Je sais qu'il n'est pas de bon ton chez les littérateurs d'aimer Éric Emmanuel Schmitt. L'aveu est presque synonyme de levysme*. Et bien moi j'ai** lu les 3/4 de sa prolifique bibliographie et dans tous les genres, romans, théâtre, essai, épistolaire, hagiographie musicale...se renouvelant dans chaque genre abordé. il m'a apporté une dose d'humanisme prodigieuse et de l'eau savoureuse au moulin de ma réflexion. Ici, il s'agit d'un recueil de 4 nouvelles, faciles à lire mais d'une densité monstre, ayant pour thème commun le pardon. Indépendantes les une des autres, elles se parlent et se répondent comme des amis ayant une conversation et discutent de points de détails. Pourquoi pardonner, comment y parvenir... Le donner, le recevoir, le réclamer. L'auteur a un style à la fois riche et limpide, clair et dénué d'artifice, montre une puissance d'analyse des caractères que c'en est bouleversant. En fin Psychologue, il construit chaque personnage de manière infiniment complexe. Point de bla bla religieux ici mais quatre visions différentes et complémentaires de cet acte divin qu'est le pardon. Il insiste sur l'importance du regard porté sur une personne et la manière décisive dont cela influence sa vie, ses choix, son destin... Dans les sœurs Barberin cela est d'autant plus flagrant que Éric Emmanuel Schmitt évoque des jumelles aussi différentes de caractère que semblables physiquement.
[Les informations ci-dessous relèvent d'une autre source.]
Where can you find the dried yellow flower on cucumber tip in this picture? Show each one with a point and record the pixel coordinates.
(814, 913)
Comprendre à quel point ce regard joue sur notre vie. Être aimé(e) soutenu(e)*, change la donne pour les personnages de deux des nouvelles servies dans ce recueil. Le pardon n'est pas ici présenté comme précepte fondateur du catholicisme, mais comme concept de type kantien, purement moral et rationnel. Il est présenté comme aussi divers, multiple et ambigu que l'être humain. Schmitt a s'est interesséaux principes religieux dans certains ouvrages précédents regroupés dans son cycle de l'invisible, ce n'est pas sa préoccupation ici. Il est plus difficile de solliciter le pardon d'autrui, de chercher à le mériter. Cela donne un pouvoir à celui qui pardonne sur celui qui a fauté et a besoin d'être pardonné. Pardonner une personne qui nous a blessé n'est pas oublier ou nier cette blessure, c'est lui montrer qu'on reconnaît son humanité, ses manquements et qu'il est accepté comme tel. C'est souvent plus difficile que de l'être tel que l'on voudrait paraître, que l'on oublie plutôt.
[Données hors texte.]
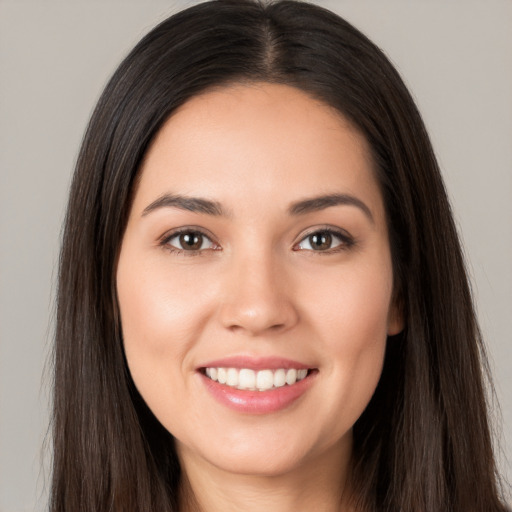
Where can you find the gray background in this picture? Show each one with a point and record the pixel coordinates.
(55, 57)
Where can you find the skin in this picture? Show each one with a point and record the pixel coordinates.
(258, 287)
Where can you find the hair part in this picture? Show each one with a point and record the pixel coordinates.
(423, 443)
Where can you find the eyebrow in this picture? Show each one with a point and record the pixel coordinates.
(302, 207)
(318, 203)
(192, 204)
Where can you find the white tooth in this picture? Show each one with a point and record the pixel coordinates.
(291, 376)
(232, 377)
(247, 379)
(222, 375)
(279, 378)
(264, 380)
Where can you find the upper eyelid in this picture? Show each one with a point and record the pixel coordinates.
(171, 233)
(342, 233)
Pour simplifier, il serait possible de préciser que les deux premières nouvelles montrent comment accepter le pardon accordé , vivre avec, les deux suivantes abordent la façon de payer pour expier une faute et gagner ce pardon en détruisant la culpabilité paralysante et laisser place à la reconstruction (de soi, de sa relation à l'autre...). C'est évidemment schématique et bien moins facile que ça. Éric Emmanuel Schmitt fait simple mais pas simpliste, questionne son lecteur pas forcément dans le sens du poil et remet des idées reçues en perspective.
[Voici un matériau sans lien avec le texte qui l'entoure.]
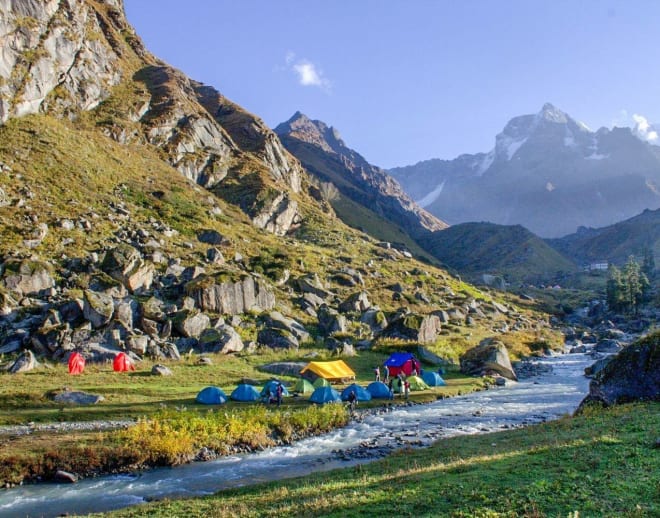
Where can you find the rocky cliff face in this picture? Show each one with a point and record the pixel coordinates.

Pour créer un lien supplémentaire avec son lecteur, il n'hésite pas à lui parler de choses qu'il connaît (le petit prince, Puccini...) pour mieux les détourner et remettre en question sa zone de confort.
Je le conseille à tous même au lecteur occasionnel qui ne fréquente une bibliothèque que pour aller aux toilettes et les librairies juste pour demander son chemin.
Pour convaincre le dernier irréductible, il y a un chat génial dedans le livre.
*littérature de supermarchés vantant des auteurs sans talent ne sachant écrire que pour vendre et dont le maître incontestable et incontesté est donc Marc Levy.